Arts and sciences freshmen Stuart Hedgpeth and Chase Olivieri, and engineering freshmen Charles McCall and Jason Hu explored the construction of a retention pond as an aspect of sustainable land development. Civil engineering faculty member David Schaad served as a technical resource to the team.

The retention pond team learned when a pond was appropriate or not, how to size the pond based on storm-water runoff projections, and to factor in values such as safety, aesthetics and system efficiency.

Engineering freshmen Mark Graebner, Richard Veerman, and Eng Seng Ng worked with arts and sciences freshman Stephanie Chang to understand how a hard drive reader works. Electrical and computer engineering faculty member Chris Dwyer served as a team mentor. The team showed how drive read heads have improved through different technology iterations and explained why they were successful— balancing the need to move magnetized parts to “write” information to a hard drive, and to keep those parts stable in order to “read” the information. They also learned that performance was measured by the mean time between hard drive failures—something that seemed counter intuitive to the group at first.

Engineering freshmen Amanda Robison Yishin Chang, Hon Lung Chu and Crystal Diaz de Villegas looked into the engineering of a Prius hybrid car. Mechanical engineer Josiah Knight served as the faculty expert.

In looking at the transportation problem of getting from point A to point B, the hybrid car team identified features such as speed, comfort and choice of power source and ultimately selected energy efficiency as their top priority.

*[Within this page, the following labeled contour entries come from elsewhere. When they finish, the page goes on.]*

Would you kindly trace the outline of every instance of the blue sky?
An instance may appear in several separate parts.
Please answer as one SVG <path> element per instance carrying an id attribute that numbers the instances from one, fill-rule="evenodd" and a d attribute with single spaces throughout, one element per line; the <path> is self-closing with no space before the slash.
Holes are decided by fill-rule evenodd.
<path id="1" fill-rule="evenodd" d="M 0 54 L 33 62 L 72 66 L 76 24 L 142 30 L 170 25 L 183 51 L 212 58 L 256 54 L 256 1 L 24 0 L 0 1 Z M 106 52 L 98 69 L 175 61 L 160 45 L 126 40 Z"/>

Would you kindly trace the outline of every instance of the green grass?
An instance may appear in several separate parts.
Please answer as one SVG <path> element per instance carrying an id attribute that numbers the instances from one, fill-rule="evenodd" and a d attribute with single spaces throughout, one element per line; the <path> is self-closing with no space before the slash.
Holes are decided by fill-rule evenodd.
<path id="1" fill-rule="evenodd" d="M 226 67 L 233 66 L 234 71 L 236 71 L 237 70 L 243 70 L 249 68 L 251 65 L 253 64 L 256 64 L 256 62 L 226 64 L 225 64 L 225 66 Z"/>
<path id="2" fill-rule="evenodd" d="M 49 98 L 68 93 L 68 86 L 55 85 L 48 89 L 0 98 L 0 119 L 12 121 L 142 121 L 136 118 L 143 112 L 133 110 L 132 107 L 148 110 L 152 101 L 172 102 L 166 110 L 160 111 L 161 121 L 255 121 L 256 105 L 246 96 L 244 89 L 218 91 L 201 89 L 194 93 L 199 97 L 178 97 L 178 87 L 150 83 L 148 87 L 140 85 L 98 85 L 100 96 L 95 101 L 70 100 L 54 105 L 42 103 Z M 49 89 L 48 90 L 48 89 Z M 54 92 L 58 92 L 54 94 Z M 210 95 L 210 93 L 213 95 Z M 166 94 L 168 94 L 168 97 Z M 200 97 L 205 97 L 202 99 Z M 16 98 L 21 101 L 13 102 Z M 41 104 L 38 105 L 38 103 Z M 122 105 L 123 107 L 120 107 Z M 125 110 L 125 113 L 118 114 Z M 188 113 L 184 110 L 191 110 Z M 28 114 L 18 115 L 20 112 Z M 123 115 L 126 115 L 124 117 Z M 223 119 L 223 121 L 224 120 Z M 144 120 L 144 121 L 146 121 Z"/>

“What’s exciting about the thought process they went through is that the students recognize that the end product— which in this case is a hybrid vehicle— is shaped by the values and priorities they used to bound the project,” said Needham.

Each team had to identify the fundamental equation(s) that described their particular problem, and to explain the equation in layman’s terms. Further, they then showed how the calculations supported the choice of end product solution— whether it was a pond, a hybrid car or a new method of reading/writing a computer hard drive.

“These students haven’t had any engineering training yet and have varied academic backgrounds, but they were able to work through complicated real world concepts, understand and apply quantitative tools and look at a problem from a big picture perspective because they are motivated to learn,” said Needham. “What’s more, they really understand that there are multiple solutions to any problem.”

This Focus cluster is designed to attract students with wide-ranging interests. Arts and sciences students gain insight into the science and technology and engineering students learn to put engineering in a context of complex social issues.

“These Focus students have been amazing,” said Needham. “They are interest in literally anything and everything— so much so that I’ve started calling them “the UNFOCUS students! And, if these 12 first semester freshmen can embrace and enjoy reverse engineering problems engineers solved, then maybe we should consider this as a way of enhancing the freshmen experience”, he added.